My most literary friend, a novelist who puts his advances into tangibles, once asked me, after yet another inflated check for yet another mediocre meal in still another trendy restaurant: “Don’t you ever eat in a dive?” I recall getting rather huffy but then conceding, “No, not in the alleged First World.” Let’s be serious. I was toilet-trained in an outhouse; I was weaned on beans and cornbread off a wood-burning stove — I need a certain level of comfort with my food anymore. But clearly I’m much less choosy with books, since I thoroughly enjoyed one most creme brulee eaters would write off as so much Colombo frozen yogurt.

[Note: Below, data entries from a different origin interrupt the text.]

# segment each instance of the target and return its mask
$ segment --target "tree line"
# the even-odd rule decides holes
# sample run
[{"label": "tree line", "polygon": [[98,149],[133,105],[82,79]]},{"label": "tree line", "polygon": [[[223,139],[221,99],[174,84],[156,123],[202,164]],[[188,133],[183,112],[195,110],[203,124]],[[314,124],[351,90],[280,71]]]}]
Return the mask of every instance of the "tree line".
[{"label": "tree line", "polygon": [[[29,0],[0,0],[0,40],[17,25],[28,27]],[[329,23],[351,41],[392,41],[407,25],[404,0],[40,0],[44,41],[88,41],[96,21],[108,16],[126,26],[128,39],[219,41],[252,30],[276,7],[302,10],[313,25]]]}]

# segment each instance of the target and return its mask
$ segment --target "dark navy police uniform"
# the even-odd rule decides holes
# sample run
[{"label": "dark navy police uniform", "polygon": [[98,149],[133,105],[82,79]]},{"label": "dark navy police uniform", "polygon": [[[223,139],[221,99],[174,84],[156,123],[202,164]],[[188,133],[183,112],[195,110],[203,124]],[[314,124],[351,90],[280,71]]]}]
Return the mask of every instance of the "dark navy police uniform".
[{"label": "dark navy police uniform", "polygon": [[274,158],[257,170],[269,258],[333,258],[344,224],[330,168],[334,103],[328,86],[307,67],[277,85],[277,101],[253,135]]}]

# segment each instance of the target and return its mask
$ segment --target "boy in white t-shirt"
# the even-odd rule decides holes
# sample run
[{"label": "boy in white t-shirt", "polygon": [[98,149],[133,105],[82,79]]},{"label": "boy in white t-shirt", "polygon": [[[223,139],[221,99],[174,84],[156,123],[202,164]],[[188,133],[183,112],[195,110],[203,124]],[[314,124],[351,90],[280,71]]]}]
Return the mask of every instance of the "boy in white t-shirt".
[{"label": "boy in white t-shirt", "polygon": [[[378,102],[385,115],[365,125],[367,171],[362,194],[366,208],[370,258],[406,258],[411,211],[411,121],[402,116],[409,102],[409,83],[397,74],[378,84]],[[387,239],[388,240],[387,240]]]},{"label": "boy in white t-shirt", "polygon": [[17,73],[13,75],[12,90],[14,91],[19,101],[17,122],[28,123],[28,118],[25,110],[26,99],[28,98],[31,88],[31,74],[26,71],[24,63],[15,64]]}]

“World on a Plate” is a classic case of a writer’s reach exceeding his grasp, but anyone with more than a passing interest in how Progresso soup wound up next to Campbell’s and how Goya landed off in a section far from El Paso’s refries should find it gripping. Joel Denker, who teaches history and dabbles in food, promises “a tour through the history of America’s ethnic cuisines” and delivers a supermarket genealogy, and that actually goes down much easier.

It’s all history with a logo, but there’s nothing wrong with that in a book written with such personal passion (unlike so many Food Network cookbooks, say). Denker boils Italian down to Progresso, in a Coppolaesque tale that begins in New Orleans (who knew the name originated with Progress Bakery, where the muffuletta originated?) Turkish is reduced to Colombo, started by Armenian immigrants who hooked America on yogurt. Unfortunately, the book pedros out as it tries to sum up Indian and Chinese and Greek with broader strokes, with no convenient story line. But always there are surprises. The last product I would associate with Jewish cuisine is Sara Lee cheesecake.

I’m enough of a word freak to be happy to keep this book sitting alongside more serious histories, like Evan Jones’s “American Food.” Sometimes a felafel comes in handy.